Berkshire Hathaway’s big annual meeting in Omaha, often called the “Woodstock for Capitalists,” took place this weekend in its first annual shareholder meeting in person since 2019.
Ahead of the weekend meeting, Berkshire Hathaway reported profits of $5.5 billion, down from $11.7 billion a year ago. The loss was largely due to the drop in stock prices for the quarter, and rising claims costs at its insurance businesses. Berkshire owns a diverse portfolio of businesses, including Geico and See’s Candies.
Berkshire revealed it had been ramping up its bets in the stock market, buying more than $51 billion during the market’s downturn. Berkshire also unveiled new multi-billion dollar investments. Buffett said Berkshire increased its investment in Chevron to nearly $26 billion, making it the fourth largest stock holding for Berkshire. The company’s biggest holding is in Apple, followed by Bank of America and American Express.
Buffett also said Berkshire has been increasing its stake in Activision Blizzard ahead of Microsoft’s deal to acquire the video game company.
Caleb Silver, Investopedia's editor-in-chief, stated: "While Buffett stressed the fact that Berkshire is perfectly fine holding a lot of cash on its books, it is notable that the company spent $51 billion in the past quarter.
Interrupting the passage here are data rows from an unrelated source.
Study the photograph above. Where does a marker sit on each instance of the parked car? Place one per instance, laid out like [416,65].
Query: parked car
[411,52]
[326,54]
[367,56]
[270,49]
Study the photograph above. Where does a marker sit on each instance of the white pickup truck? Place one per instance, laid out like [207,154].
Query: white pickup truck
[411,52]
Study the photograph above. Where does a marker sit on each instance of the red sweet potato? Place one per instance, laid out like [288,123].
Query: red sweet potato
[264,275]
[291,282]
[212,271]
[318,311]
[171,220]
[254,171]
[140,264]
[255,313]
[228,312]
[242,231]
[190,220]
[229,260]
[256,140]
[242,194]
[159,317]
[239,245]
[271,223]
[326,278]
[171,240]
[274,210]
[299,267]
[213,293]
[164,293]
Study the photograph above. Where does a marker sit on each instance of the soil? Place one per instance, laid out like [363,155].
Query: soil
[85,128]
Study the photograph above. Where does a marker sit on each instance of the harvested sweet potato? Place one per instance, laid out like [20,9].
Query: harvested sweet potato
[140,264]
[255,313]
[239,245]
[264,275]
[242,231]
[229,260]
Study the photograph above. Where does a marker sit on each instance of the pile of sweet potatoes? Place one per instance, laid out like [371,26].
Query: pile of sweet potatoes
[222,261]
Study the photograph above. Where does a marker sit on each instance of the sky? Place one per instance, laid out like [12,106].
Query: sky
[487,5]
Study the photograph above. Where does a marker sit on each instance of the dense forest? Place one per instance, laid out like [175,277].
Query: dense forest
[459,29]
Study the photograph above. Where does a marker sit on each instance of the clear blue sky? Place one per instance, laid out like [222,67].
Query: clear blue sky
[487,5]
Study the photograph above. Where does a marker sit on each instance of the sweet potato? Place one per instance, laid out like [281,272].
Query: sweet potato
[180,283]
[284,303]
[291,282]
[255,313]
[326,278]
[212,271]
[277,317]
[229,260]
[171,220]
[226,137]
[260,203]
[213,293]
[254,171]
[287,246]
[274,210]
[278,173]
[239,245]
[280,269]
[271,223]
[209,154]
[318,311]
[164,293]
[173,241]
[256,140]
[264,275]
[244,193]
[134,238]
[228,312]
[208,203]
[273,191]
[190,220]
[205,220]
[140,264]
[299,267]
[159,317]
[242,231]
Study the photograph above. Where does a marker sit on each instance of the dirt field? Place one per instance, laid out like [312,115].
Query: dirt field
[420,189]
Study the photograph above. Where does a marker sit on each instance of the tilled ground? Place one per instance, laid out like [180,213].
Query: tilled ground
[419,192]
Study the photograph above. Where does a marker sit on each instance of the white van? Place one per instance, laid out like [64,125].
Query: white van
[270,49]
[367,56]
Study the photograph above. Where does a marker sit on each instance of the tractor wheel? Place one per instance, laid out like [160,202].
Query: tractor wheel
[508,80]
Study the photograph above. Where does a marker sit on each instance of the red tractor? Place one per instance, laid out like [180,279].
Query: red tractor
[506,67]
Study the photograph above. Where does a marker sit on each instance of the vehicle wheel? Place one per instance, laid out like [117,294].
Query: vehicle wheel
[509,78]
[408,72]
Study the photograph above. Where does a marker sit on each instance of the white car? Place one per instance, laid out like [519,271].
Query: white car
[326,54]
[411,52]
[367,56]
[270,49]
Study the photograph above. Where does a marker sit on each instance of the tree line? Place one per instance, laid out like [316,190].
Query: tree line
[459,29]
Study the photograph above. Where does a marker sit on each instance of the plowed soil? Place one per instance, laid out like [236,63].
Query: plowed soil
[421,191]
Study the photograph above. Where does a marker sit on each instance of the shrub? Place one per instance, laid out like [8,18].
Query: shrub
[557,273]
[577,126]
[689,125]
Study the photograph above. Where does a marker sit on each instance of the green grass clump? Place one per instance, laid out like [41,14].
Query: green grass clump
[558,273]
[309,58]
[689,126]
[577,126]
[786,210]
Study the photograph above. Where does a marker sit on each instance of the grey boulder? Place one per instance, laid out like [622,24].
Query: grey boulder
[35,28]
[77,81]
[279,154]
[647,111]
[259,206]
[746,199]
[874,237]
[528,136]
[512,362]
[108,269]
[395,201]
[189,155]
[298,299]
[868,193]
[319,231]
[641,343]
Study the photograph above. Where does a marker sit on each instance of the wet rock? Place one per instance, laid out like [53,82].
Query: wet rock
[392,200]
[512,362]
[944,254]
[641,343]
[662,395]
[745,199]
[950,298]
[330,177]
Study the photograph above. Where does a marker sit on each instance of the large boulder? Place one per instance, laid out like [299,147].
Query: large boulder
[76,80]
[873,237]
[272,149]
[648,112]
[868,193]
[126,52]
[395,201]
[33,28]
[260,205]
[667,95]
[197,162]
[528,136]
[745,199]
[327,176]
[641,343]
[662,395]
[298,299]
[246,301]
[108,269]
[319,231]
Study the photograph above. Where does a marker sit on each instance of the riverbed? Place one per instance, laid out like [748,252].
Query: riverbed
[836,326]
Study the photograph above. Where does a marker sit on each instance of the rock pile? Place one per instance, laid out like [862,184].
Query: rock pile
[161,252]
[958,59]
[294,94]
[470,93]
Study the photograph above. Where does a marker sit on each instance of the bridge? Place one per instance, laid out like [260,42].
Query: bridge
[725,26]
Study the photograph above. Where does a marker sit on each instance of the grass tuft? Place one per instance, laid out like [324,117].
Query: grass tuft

Buffett leaved it up to his own investing axiom: 'Buy when others are fearful."
Finally, Buffett took aim at investment banks, saying they were encouraging speculative behavior and turning the stock market into a “gambling parlor.” He also said he doesn’t believe in Bitcoin and won’t be buying any.
Berkshire’s class A stock price (BRK.A) is up 7.5% so far this year, while the S&P 500 is down 13%.